Par exemple, avec le portrait d’Arrias au Chapitre V intitulé « De la société et de la Conversation », un homme pédant monopolisant sans cesse la parole au cours des repas pour étaler ses connaissances et ainsi briller en société, La Bruyère propose le contre-modèle de l’idéal de l’Honnête Homme du XVIIème qui se doit d’être raffiné, cultivé mais sans pédantisme justement, agréable en société et poli.

« Arrias a tout lu, a tout vu, il veut le persuader ainsi ; c’est un homme universel, et il se donne pour tel : il aime mieux mentir que de se taire ou de paraître ignorer quelque chose ».

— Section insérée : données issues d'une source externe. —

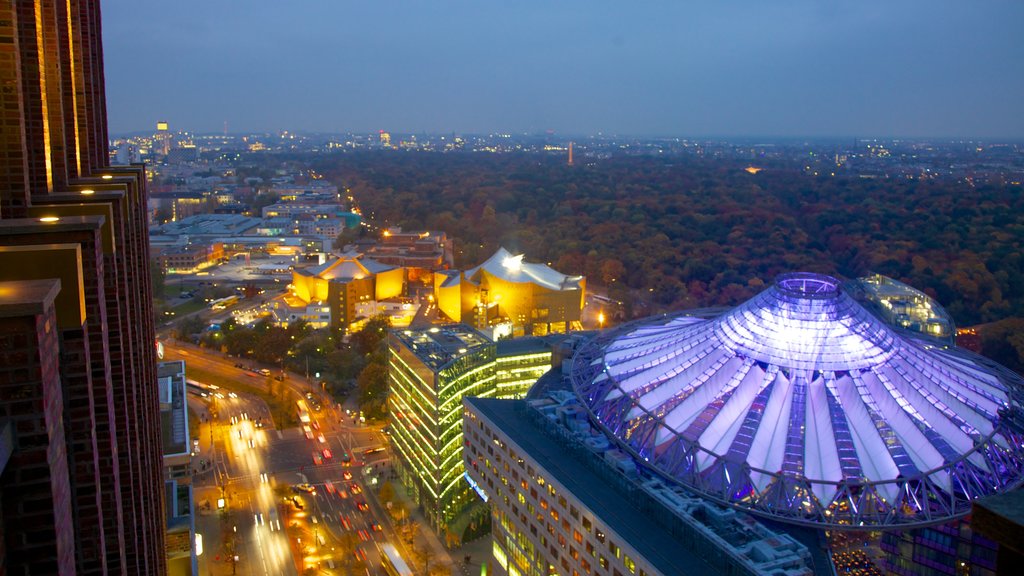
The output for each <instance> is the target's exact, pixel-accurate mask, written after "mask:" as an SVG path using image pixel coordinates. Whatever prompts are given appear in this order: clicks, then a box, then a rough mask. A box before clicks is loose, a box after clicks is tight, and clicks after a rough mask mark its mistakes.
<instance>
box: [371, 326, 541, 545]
mask: <svg viewBox="0 0 1024 576" xmlns="http://www.w3.org/2000/svg"><path fill="white" fill-rule="evenodd" d="M388 344H389V352H388V378H389V393H388V412H389V418H390V425H391V436H390V442H391V444H392V447H393V448H394V454H395V456H396V468H397V470H398V474H399V477H400V478H401V481H402V484H404V485H406V487H407V488H408V490H409V491H410V493H411V494H412V495H413V497H414V499H415V501H416V502H417V503H418V504H420V505H421V506H422V508H423V510H424V516H425V517H426V518H427V520H428V521H429V522H430V524H431V526H432V527H433V528H434V529H435V530H437V531H438V532H443V533H451V534H452V535H453V536H455V537H456V538H462V537H463V535H464V533H465V528H466V525H467V524H468V523H469V521H470V520H471V517H472V511H471V510H469V507H470V506H469V505H470V504H472V503H473V502H474V501H475V497H473V495H472V493H471V491H470V488H469V486H468V485H467V484H466V483H465V482H464V481H463V480H462V479H463V474H464V472H465V468H464V466H463V463H462V458H461V457H460V455H461V453H462V452H461V450H462V444H463V443H462V399H463V398H464V397H484V398H495V397H497V398H522V397H523V396H525V394H526V392H527V390H528V388H529V385H530V384H532V383H534V381H536V380H537V378H539V377H540V376H542V375H543V374H544V373H545V372H547V371H548V370H549V369H550V367H551V344H550V343H549V342H548V341H547V340H545V339H544V338H538V337H534V338H519V339H512V340H501V341H499V342H497V343H496V342H494V341H492V340H490V339H489V338H487V337H486V336H484V335H483V334H481V333H479V332H477V331H476V330H473V329H472V328H470V327H469V326H466V325H463V324H456V325H447V326H434V327H431V328H425V329H410V330H395V331H393V332H392V333H391V336H390V338H389V341H388ZM464 512H467V513H464Z"/></svg>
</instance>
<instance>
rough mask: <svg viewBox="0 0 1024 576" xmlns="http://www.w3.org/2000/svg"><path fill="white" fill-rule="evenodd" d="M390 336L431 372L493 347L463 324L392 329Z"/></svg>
mask: <svg viewBox="0 0 1024 576" xmlns="http://www.w3.org/2000/svg"><path fill="white" fill-rule="evenodd" d="M391 334H392V335H393V336H394V337H396V338H397V339H398V341H400V342H401V343H402V345H404V346H406V347H407V348H409V349H410V351H412V353H413V354H415V355H416V357H417V358H418V359H420V361H421V362H423V363H424V364H426V365H427V366H428V367H430V369H431V370H438V369H440V368H441V367H443V366H444V365H445V364H447V363H450V362H452V361H453V360H455V359H456V358H458V357H460V356H463V355H466V354H469V353H471V352H474V351H476V349H477V348H480V347H483V346H486V345H493V344H494V342H493V341H492V340H490V338H488V337H486V336H484V335H483V334H481V333H479V332H477V331H476V330H474V329H473V328H471V327H469V326H467V325H465V324H446V325H443V326H431V327H429V328H410V329H406V330H392V331H391Z"/></svg>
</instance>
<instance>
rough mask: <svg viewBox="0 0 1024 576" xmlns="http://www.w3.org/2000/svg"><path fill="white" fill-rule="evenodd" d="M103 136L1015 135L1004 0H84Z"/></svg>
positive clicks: (1006, 10) (986, 136) (921, 135)
mask: <svg viewBox="0 0 1024 576" xmlns="http://www.w3.org/2000/svg"><path fill="white" fill-rule="evenodd" d="M101 7H102V13H103V41H104V54H103V57H104V60H105V67H106V68H105V71H106V98H108V110H109V117H110V128H111V132H112V133H115V134H117V133H122V132H130V131H152V130H154V128H155V126H156V122H157V121H158V120H167V121H168V122H170V124H171V129H172V130H190V131H195V132H200V133H204V132H220V131H221V130H222V129H223V124H224V122H225V121H226V122H227V123H228V129H229V131H230V132H253V131H278V130H285V129H287V130H294V131H319V132H368V131H376V130H378V129H386V130H390V131H393V132H396V133H408V132H415V133H419V132H434V133H437V132H441V133H449V132H458V133H465V134H471V133H488V132H496V131H502V132H537V131H542V130H554V131H556V132H558V133H562V134H568V135H586V134H594V133H598V132H603V133H605V134H629V135H640V136H643V135H671V136H709V135H713V136H714V135H717V136H979V137H990V138H1000V137H1010V138H1021V137H1024V105H1022V102H1024V39H1022V38H1024V33H1022V30H1024V2H1021V1H1020V0H982V1H974V2H965V1H955V2H954V1H946V0H897V1H882V0H878V1H863V0H862V1H859V2H839V1H836V0H780V1H773V2H766V1H764V0H732V1H717V2H715V1H710V0H708V1H702V2H699V1H698V2H679V1H650V2H610V1H600V0H599V1H585V0H565V1H552V2H538V1H523V2H512V1H504V2H498V1H480V0H477V1H469V0H465V1H446V0H434V1H431V2H424V1H406V0H401V1H399V0H395V1H365V2H352V1H347V0H294V1H287V2H285V1H281V0H245V1H242V0H234V1H228V0H175V1H173V2H157V1H142V2H139V1H138V0H104V1H103V2H102V3H101Z"/></svg>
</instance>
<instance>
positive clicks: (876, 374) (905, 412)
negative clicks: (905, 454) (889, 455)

D’ailleurs, la plupart des portraits de La Bruyère se construisent par opposition à cet idéal du XVIIe siècle. Mais si on s’est si souvent trompé à identifier qui était derrière le portrait, c’est parce qu’au-delà de l’intérêt historique ou d’un idéal propre au XVIIème, La Bruyère cherche à décrire à partir des observations du réel, le caractère humain universel et atemporel ainsi que l’auteur le dit à propos d’Arrias : « c’est un homme universel ».

Autre exemple avec Giton et Phédon, au chapitre VI, La Bruyère dépasse la simple caricature des hommes de son siècle pour croquer le caractère humain universel en créant à travers un portrait antithétique, les archétypes du riche et du pauvre.

Uniquement sous prétexte qu’il est riche, Giton, croit pouvoir tout se permettre et donc se soustraire aux règles de savoir-vivre les plus évidentes :

« Il déploie un ample mouchoir et se mouche avec grand bruit ; il crache fort loin, et il éternue fort haut. Il dort le jour, il dort la nuit, et profondément ; il ronfle en compagnie. Il occupe à la table et à la promenade plus de place qu’un autre. »

Notons que les portraits du riche et du pauvre sont construits en parfaite symétrie : tout d’abord physique, puis psychique et enfin comportemental.

Voici d’ailleurs comment commence les 2 paragraphes :

« Giton a le teint frais, le visage plein et les joues pendantes […] »/ « Phédon a les yeux creux, le teint échauffé, le corps sec et le visage maigre […] »

Si Les Caractères proposent une peinture sociale du XVIIe siècle, dans ses portraits, comme dans ses maximes, La Bruyère est parvenu à livrer une vérité générale, ce qui en fait, à côté de La Fontaine ou La Rochefoucault, un grand moraliste.